Bei der Farbgebung wurde die Auswahl auf drei signifikante Grundtöne reduziert:
Die Farbe der geschlossenen Fassadenflächen: Grün, als Zitat der primären bisherigen Fassadenfarbe
Die Farbe der Fensterbänder und Treppenhäuser: Dunkelgrau / Anthrazit
Die Farbe der Zu- und Abluftelemente der dezentralen Lüftung: Gelb, als Zitat des ehemaligen Sonnenschutzes und als belebender Kontrast zum Grün der geschlossenen Fassade
Glasmosaik Das große Glasmosaik der Aulafassade wurdw ebenfalls erhalten.
Bauteil B Das Ende der 80er Jahre errichtete Bauteil B, das die Heinrich-Heine-Gesamtschule beherbergt, war nicht von den Sanierungsmaßnahmen betroffen.
Das Schulzentrum: ein authentischer Zeuge der 70er Jahre Architektur: Das Bauteil A des Schulzentrums Laurensberg wurde Mitte der 70er Jahre von der Aachener Architektengenossenschaft Plangruppe 70 entworfen. Die Fertigstellung und Inbetriebnahme erfolgte Ende der 1970er Jahre.

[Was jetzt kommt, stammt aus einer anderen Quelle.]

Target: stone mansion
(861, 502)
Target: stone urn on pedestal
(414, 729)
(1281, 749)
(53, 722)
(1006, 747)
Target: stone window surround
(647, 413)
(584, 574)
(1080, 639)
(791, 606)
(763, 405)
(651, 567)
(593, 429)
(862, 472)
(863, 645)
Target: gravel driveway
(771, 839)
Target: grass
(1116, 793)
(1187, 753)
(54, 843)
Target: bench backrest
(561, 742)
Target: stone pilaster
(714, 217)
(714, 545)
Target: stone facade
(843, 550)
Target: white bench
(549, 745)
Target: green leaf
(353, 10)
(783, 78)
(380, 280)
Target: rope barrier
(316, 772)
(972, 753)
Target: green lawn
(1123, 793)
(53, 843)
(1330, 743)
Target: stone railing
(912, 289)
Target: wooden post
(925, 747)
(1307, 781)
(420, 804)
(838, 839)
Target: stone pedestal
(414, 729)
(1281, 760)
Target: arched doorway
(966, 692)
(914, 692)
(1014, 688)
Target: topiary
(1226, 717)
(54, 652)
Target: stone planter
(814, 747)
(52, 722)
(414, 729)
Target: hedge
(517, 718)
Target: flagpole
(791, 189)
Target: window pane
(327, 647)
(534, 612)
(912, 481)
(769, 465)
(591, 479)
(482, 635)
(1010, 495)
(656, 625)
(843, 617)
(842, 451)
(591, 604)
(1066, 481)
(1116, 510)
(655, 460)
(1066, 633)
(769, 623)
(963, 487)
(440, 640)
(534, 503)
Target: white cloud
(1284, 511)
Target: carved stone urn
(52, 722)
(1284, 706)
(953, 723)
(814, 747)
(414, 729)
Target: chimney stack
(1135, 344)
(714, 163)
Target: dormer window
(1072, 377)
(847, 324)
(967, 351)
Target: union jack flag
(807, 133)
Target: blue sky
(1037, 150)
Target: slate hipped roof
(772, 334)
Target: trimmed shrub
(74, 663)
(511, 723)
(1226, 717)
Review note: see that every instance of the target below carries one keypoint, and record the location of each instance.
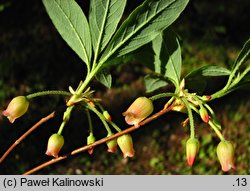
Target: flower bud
(225, 153)
(16, 108)
(90, 140)
(107, 116)
(55, 144)
(125, 143)
(141, 108)
(204, 115)
(192, 148)
(112, 145)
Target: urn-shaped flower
(125, 143)
(192, 148)
(55, 144)
(16, 108)
(141, 108)
(225, 153)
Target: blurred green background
(33, 57)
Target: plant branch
(48, 92)
(99, 142)
(43, 120)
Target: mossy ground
(33, 55)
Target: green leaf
(143, 25)
(103, 20)
(243, 56)
(153, 83)
(72, 25)
(209, 71)
(204, 77)
(168, 56)
(105, 78)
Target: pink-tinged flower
(225, 153)
(204, 115)
(125, 143)
(107, 116)
(90, 140)
(141, 108)
(55, 144)
(192, 148)
(16, 108)
(112, 145)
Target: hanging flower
(192, 148)
(90, 140)
(225, 153)
(204, 115)
(55, 144)
(125, 143)
(141, 108)
(112, 144)
(107, 116)
(16, 108)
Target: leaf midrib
(132, 34)
(78, 36)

Der stark gegliederte Baukörper galt mit seiner vorgehängten hinterlüfteten und gedämmten Fassade als innovativ und wurde mit seinen Details in einem, für die damalige Zeit hohen Standard ausgeführt. Heute gehört er zu den wenigen verbliebenen Vertretern der 70er Jahre Architektur unserer Region, dessen innere und äußere Erscheinung konsequent und durchgängig in einer Formensprache gedacht wurden. Die Gliederung der Fassade sowie alle Fassadenanschlüsse mit ihren charakteristischen 45°-Ecken sind sorgfältig aufeinander abgestimmt. Diese Qualität ist prägend für das gesamte Gebäude.
Im Zuge der energetischen Sanierung des Schulgebäudes wurden einzelne Sanierungsarbeiten zur Beseitigung von Schadstoffen erforderlich. Der Schwerpunkt lag dabei auf der Demontage der Fassade aus stark gebundenem Asbestzement mit hinterlagernder Künstlicher Mineralwolle (KMF). Die Demontagearbeiten wurden dabei überwiegend in den Ferienzeiten ausgeführt.
In vier Abschnitten waren insgesamt ca. 5500 m² Fassade mit Dämmung zu demontieren, zu verpacken und zu entsorgen. Die Arbeiten wurden unter Beachtung der Vorgaben der TRGS 519 (Asbest) bzw. der TRGS 521 (künstliche Mineralfasern) zerstörungsfrei durch das Aufbohren der Nietenbefestigung durchgeführt. Vorher wurden die Asbestzementplatten mit Restfaserbindemittel besprüht, nach dem Lösen in Big-Bags zu verpackt und fachgerecht entsorgt. Die Demontageflächen wurden mittels zugelassener Feinstaubsauger nachgereinigt.
Bauablauf und Bauphasen: Um die Einschränkungen des Schulbetriebs möglichst gering zu halten, erfolgte die Sanierung schrittweise in vier Bauabschnitten. Die Schulverwaltung organisierte die rechtzeitige Verlagerung von den betroffenen Unterrichtsräumen, so dass der von den Bauarbeiten betroffene Bauabschnitt während der Arbeiten ungenutzt war. Eine Trennung erfolgte auch im Inneren des Gebäudes durch temporäre Staubwände, welche nach Beendigung der Maßnahmen wieder zurückgebaut wurden. In zwei Bauabschnitten war es aus brandschutztechnischen Gründen nicht möglich, im Inneren Staubschutzwände zu errichten. Hier wurden Arbeiten innerhalb der geschlossenen Klassenräume, bzw. Innerhalb der jeweiligen Sommerferien durchgeführt.
Lärmemissionen Die Lärmemissionen durch den Baubetrieb wurden so gering wie möglich gehalten. Bereits durch die Konstruktionsweise der Fassade wurden die notwendigen Bohrungen auf ein Minimum reduziert. Andere Arbeiten, die nicht ohne lautes Bohren möglich sind, wurden nach Möglichkeit außerhalb der Unterrichtszeiten ausgeführt oder fanden in räumlich entfernten Bereichen statt.
Die Abschnitte begannen jeweils in den Herbst- bzw. Osterferien mit den Demontagearbeiten der Bestandsfassade. Im Anschluss wird, beginnend mit der Gerüststellung, die restliche Fassadensanierung ausgeführt.